Edward Z. Yang wrote:
implementing cryptographic hashes is not difficult at all as long as you understand the algorithm and a good battery of unit tests to make sure your implementation is working properly.
Yes, and jet turbine maintenance is not difficult at all as long as you understand their construction and have a good battery of pre-flight tests to make sure they're working properly. Yet you wouldn't feel very comfortable grabbing a random person off the street, handing them the manual, and having them go to town on the engines of your 747.
It's trivial to introduce all sorts of subtle bugs when creating new crypto implementations -- we've seen this happen time after time -- so unless there's a particularly compelling reason to reimplement from scratch, sticking with something that's already out and has had many eyeballs looking at it is almost always the correct choice.
But if we're going to go the trouble of migration (small trouble, but trouble that requires DB schema changes nonetheless (be they formal or informal)), we might as well do it right. I remember one security expert saying that there is no smoke yet, but the alarm bells have gone off for SHA-1 and it's time to walk (not run) for the exits.
FUD. Talk of "doing it right" and "alarm bells having gone off" is meaningless without a threat model. New uses of SHA-1 are rightly discouraged in protocol design, where collisions directly translate to potential problems, but password hashing?

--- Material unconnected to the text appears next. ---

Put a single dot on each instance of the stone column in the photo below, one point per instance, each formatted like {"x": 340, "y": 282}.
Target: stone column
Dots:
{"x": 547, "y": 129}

Generally, the only password hashing scenario in which the choice of algorithm makes a difference at all is an offline attack once the password table has been compromised, at which point, the difference between one algorithm and the next is nothing more but how long you can hold off a brute-forcing attacker. And for that, without preimage attacks, the known MD5 and SHA-1 flaws make about zero difference for any practical purpose.